Re^2: Fastest way to calculate directory size in linux
by Marshall (Canon) on Feb 01, 2012 at 11:23 UTC
    I just did some testing with du on my Windows machine. This does "work", but it is not fast - I doubt any faster than File::Find. It visits every file and adds the sizes up - this takes awhile! Its a lot slower than the "properties" click button in the Windows file manager.
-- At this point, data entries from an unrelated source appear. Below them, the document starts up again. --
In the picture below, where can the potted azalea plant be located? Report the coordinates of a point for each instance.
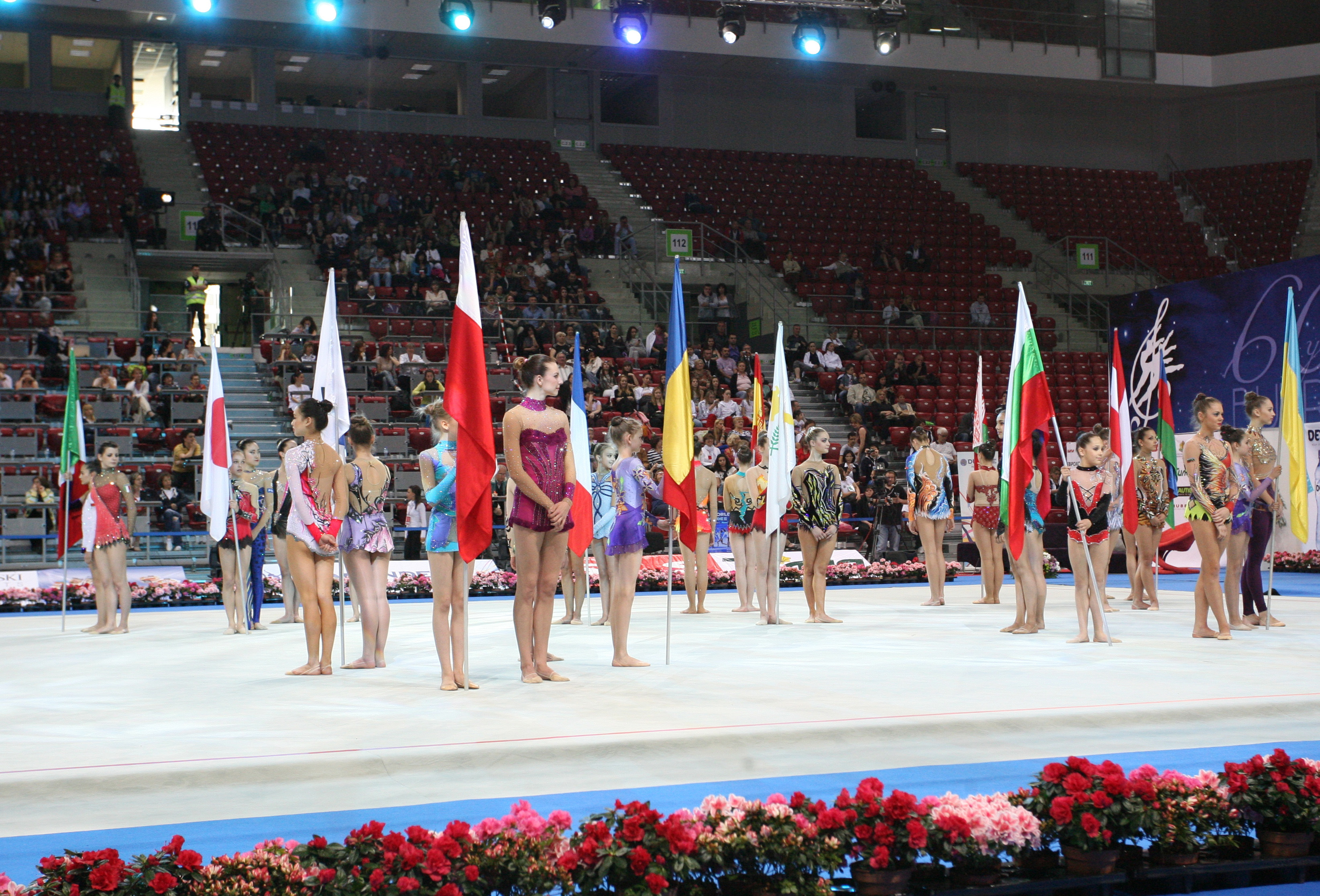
(888, 835)
(1281, 796)
(975, 832)
(1088, 809)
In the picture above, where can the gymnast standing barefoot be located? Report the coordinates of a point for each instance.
(984, 482)
(1262, 461)
(930, 509)
(1207, 464)
(313, 531)
(279, 531)
(696, 572)
(631, 483)
(1088, 531)
(367, 539)
(816, 495)
(542, 469)
(602, 520)
(115, 506)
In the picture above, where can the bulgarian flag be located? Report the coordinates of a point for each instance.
(1121, 436)
(680, 482)
(580, 536)
(468, 399)
(1027, 411)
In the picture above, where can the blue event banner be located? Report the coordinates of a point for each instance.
(1220, 336)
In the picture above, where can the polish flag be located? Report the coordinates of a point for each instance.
(580, 441)
(468, 399)
(1121, 437)
(214, 495)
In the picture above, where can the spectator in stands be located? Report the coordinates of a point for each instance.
(297, 391)
(980, 313)
(185, 452)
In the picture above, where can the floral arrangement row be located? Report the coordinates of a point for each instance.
(418, 585)
(728, 844)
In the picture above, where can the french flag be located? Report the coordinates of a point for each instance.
(580, 536)
(213, 498)
(468, 399)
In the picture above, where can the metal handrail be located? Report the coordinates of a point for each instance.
(1208, 218)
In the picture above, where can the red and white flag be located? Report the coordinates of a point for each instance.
(468, 399)
(213, 498)
(1121, 437)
Satisfying both "fast" and "multi-platform" simultaneously is a pretty tall order.

    maybe if we look at your File::Find code, we can see some improvements?

    Update: This is the fastest way that I know how, that also satisfies "multi-platform". This code runs on my Windows machine.

    #!/usr/bin.perl -w use strict; use File::Find; my $byte_total; my $file_total; find (\&sum_bytes, "C:/temp"); sub sum_bytes { return() unless (-f $File::Find::name); $byte_total += -s _; # not a typo! # "_" different than "$_"! # see [id://951317] $file_total++; } print "total bytes in C:/temp: $byte_total in $file_total files\n"; # prints on my Windows system: # total bytes in C:/temp: 656201485 in 2554 files
    One "expensive" file operation is run for each file system entry. The results of that "file system query", "stat" operation are re-used in a subsequent file operation. This is multi-platform, but not completely optimal for Windows NTFS.

    You can get "fastest" and you can get "multi-platform", but not both together. There is a Windows NTFS way to get this number faster. But this is the "fastest" multi-platform solution of which I am aware.

      File::Find has to visit all files as well... And while I don't claim to have any Windows related knowledge, I do know that on Unix, you'll have to visit all files (or rather, their inodes) to calculate the "size of the directory".

        Indeed, if there was a faster, portable way to calculate the space taken up by a directory, I'm sure that the GNU folk would have coded "du" to use the faster method.

      Thanks for the script but it does'nt give the correct size of the directory(maybe some system files etc issue)

Re^2: Fastest way to calculate directory size in linux
by Anonymous Monk on Feb 01, 2012 at 11:12 UTC

    can'nt that be done by a perl script ??